The first strike against the new austerity

Submitted by Newcastle on 8 October, 2009 - 7:02 Author: By David Kirk

Leeds City Council Street Scene workers have been on all-out indefinite strike since 7 September. These workers include street cleaners, depot staff, and household refuse collectors, all of whom are facing wage cuts of up to £6000 a year.

The pressure of the strike may be beginning to tell on the council. They have finally agreed to talk to the unions. As I write on 6 October, the strike continues into its fifth week.

Refuse collectors could see their wages falling to a little over £12000 a year. Many of these workers risk losing their homes as they lose up a third of their wages.

The councillors’ response to the almost entirely solid walk-out by GMB and Unison members is to do everything they can to break the strike.

They refused to talk to the unions while the strikes continued.

Private contractors like PHS Group have been used to bring in blackleg lorries and scab labour. These lorries have at times been escorted by the police through the city centre, even if often they do not have the manpower to collect anything but a token amount of waste.

The leaders of the Tory-Lib-Dem council have accused picketing workers of intimidation and other crimes.

Now a senior executive of the council has announced that refuse collection is to be put out to tender and that the strike has “scotched” the chances of any in-house bid.

The workers answer the cheap tricks and dirty tactics of the council with strong picket lines, impromptu marches and the inescapable sight of litter caking the city streets. Ad hoc actions in support of the strike have ranged from gluing wheelie bins shut and low-level sabotage of scab lorries to dozens of bags of rubbish being piled on council leader Richard Brett’s front garden.

This last action led to a night-time police raid on a house. The cleanliness of Cllr Brett’s drive is obviously a serious security matter!

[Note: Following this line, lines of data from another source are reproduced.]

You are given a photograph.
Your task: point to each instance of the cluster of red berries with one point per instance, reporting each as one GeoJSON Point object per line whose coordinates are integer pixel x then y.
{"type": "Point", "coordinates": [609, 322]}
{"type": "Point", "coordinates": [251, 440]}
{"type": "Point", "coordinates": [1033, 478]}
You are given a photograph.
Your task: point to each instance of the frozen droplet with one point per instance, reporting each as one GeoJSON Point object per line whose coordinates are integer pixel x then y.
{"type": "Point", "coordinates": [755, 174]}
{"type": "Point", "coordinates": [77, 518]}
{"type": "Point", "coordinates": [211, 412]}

In the last couple of weeks the Labour Party in Leeds has opportunistically used the refuse workers’ struggle to bash the Liberal Democrats. Ed Miliband has called for the strike to be settled.

Unison has called for trade union branches and others to support the workers with donations to the strike fund and by putting pressure on Lib -Dem councillors by leafleting their wards and surgeries. The unions have arranged benefit gigs and a demonstration on 17 October in Leeds city centre.

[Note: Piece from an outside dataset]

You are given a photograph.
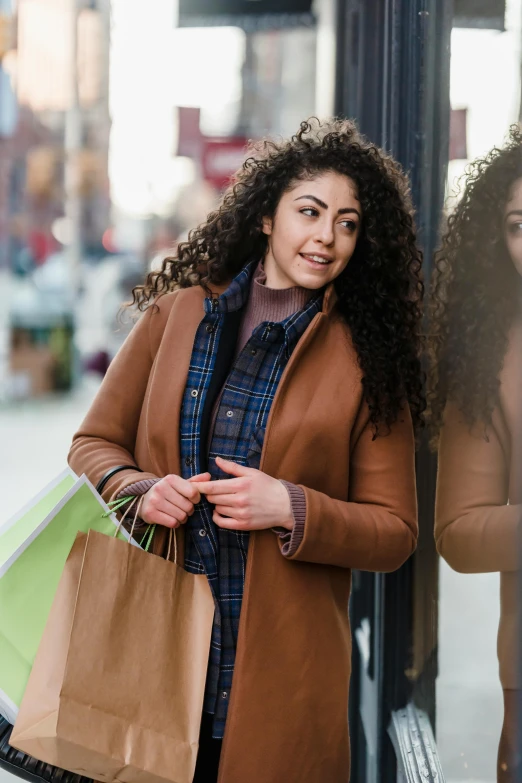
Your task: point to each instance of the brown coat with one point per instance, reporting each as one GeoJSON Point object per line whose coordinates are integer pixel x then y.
{"type": "Point", "coordinates": [288, 714]}
{"type": "Point", "coordinates": [476, 530]}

However the unions have not called for wider solidarity actions against the employment agencies being used to recruit scab labour. No doubt the stewards' reluctance is down to the anti-trade-union laws, which were framed to defeat many a struggle before they have begun. Lessons can be learned from recent actions like the engineering construction strikes which showed how these anti-worker laws can be broken successfully.

The council’s excuse to slash the pay of the refuse workers was that they were implementing the Single Status Agreement to bring in equal pay for female-dominated and male-dominated manual council jobs. Their answer to inequality was to extend the women workers’ pauper wages to the Street Scene workers as well.

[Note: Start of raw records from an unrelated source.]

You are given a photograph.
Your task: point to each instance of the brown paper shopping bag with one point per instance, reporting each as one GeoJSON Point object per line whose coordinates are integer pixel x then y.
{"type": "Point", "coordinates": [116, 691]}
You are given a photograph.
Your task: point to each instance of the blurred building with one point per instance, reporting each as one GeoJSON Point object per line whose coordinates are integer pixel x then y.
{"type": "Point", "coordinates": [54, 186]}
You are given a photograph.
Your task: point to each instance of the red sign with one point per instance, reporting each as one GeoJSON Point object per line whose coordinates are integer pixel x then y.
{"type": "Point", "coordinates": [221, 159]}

A previous strike by GMB refuse collectors in Leeds last year disgracefully ignored the poor wages of their fellow workers and argued instead that the refuse workers, jobs were higher skilled and more arduous then jobs done by women workers. This time round, it seems the unions presented a plan to the council to level the other workers’ wages up to be the same as the Street Scene workers. Although this is a vast improvement in strategy, no attempt appears to have been made to link the Street Scene workers’ struggle with that of other low paid council workers.

Council leaders and chief executives across the country desperate to impose swingeing cuts on services, wages, jobs and pensions are watching this struggle closely. If the refuse workers are broken, hundreds of thousand workers in less organised cities will face massive attacks on their wages and conditions. The first major battle against the “new austerity” is being fought in Leeds. The entire labour movement must do much more to ensure it is the refuse workers that emerge victorious.